BioSkills bio-reference-operations

Generate consensus sequences and manage reference files using samtools. Use when creating consensus from alignments, indexing references, or creating sequence dictionaries.

install
source · Clone the upstream repo
git clone https://github.com/GPTomics/bioSkills
Claude Code · Install into ~/.claude/skills/
T=$(mktemp -d) && git clone --depth=1 https://github.com/GPTomics/bioSkills "$T" && mkdir -p ~/.claude/skills && cp -r "$T/alignment-files/reference-operations" ~/.claude/skills/gptomics-bioskills-bio-reference-operations && rm -rf "$T"
manifest: alignment-files/reference-operations/SKILL.md
source content

Version Compatibility

Reference examples tested with: GATK 4.5+, bcftools 1.19+, pysam 0.22+, samtools 1.19+

Before using code patterns, verify installed versions match.
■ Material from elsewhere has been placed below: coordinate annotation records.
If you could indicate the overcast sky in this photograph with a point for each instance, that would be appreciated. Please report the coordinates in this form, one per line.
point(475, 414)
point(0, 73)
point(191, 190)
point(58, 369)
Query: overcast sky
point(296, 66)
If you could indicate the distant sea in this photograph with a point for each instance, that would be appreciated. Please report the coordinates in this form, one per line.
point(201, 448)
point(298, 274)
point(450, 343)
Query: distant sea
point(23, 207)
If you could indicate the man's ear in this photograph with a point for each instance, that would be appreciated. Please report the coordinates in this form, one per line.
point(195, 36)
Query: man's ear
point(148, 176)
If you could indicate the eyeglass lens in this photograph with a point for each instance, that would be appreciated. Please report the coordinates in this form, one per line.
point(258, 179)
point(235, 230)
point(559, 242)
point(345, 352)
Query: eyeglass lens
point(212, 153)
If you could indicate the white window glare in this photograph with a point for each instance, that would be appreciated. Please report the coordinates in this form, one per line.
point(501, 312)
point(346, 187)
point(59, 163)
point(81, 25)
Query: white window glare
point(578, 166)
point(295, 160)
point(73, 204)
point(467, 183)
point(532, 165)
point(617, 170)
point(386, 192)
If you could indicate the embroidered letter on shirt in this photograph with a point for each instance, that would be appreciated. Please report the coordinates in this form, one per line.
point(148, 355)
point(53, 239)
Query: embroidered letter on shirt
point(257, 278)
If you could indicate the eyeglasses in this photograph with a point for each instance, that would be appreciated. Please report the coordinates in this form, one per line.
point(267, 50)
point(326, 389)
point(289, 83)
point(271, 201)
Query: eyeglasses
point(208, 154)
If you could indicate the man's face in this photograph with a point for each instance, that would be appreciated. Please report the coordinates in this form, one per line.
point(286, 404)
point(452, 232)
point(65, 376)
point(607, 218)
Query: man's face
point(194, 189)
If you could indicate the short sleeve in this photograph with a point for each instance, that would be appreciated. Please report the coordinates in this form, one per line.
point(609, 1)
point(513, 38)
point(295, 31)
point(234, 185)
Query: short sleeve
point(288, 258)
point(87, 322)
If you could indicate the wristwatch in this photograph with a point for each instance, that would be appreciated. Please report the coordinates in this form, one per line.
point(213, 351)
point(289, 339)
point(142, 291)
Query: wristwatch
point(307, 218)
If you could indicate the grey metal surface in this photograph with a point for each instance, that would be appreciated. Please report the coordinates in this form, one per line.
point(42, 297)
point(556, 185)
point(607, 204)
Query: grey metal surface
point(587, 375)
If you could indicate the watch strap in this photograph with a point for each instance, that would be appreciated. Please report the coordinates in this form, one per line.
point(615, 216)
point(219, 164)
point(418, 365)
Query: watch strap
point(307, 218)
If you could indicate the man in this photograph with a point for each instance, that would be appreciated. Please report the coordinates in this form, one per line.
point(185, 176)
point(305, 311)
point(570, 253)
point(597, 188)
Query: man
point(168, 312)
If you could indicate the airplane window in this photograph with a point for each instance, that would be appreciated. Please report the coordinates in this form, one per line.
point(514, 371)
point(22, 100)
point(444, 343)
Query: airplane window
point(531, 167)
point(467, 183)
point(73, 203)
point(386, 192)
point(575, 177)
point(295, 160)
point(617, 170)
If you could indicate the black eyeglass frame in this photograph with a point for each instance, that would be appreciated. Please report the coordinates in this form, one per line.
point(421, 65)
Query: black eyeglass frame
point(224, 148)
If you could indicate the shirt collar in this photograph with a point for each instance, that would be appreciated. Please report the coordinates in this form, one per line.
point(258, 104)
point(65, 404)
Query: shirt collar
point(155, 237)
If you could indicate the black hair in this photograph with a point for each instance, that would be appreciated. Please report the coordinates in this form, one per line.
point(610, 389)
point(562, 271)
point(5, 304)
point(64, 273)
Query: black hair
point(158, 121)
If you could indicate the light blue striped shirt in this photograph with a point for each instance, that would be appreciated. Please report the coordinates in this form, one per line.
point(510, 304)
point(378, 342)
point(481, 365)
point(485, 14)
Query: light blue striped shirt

If versions differ:

  • Python:
    pip show <package>
    then
    help(module.function)
    to check signatures
  • CLI:
    <tool> --version
    then
    <tool> --help
    to confirm flags

If code throws ImportError, AttributeError, or TypeError, introspect the installed package and adapt the example to match the actual API rather than retrying.

Reference Operations

Generate consensus sequences and manage reference files using samtools.

"Prepare a reference genome" → Index the FASTA and create a sequence dictionary for downstream tools.

  • CLI:
    samtools faidx ref.fa
    +
    samtools dict ref.fa -o ref.dict
  • Python:
    pysam.FastaFile('ref.fa')
    (auto-uses .fai index)

"Build a consensus from BAM" → Derive the most-supported base at each position from aligned reads.

  • CLI:
    samtools consensus input.bam -o consensus.fa
  • Python: iterate pileup columns and take majority base (pysam)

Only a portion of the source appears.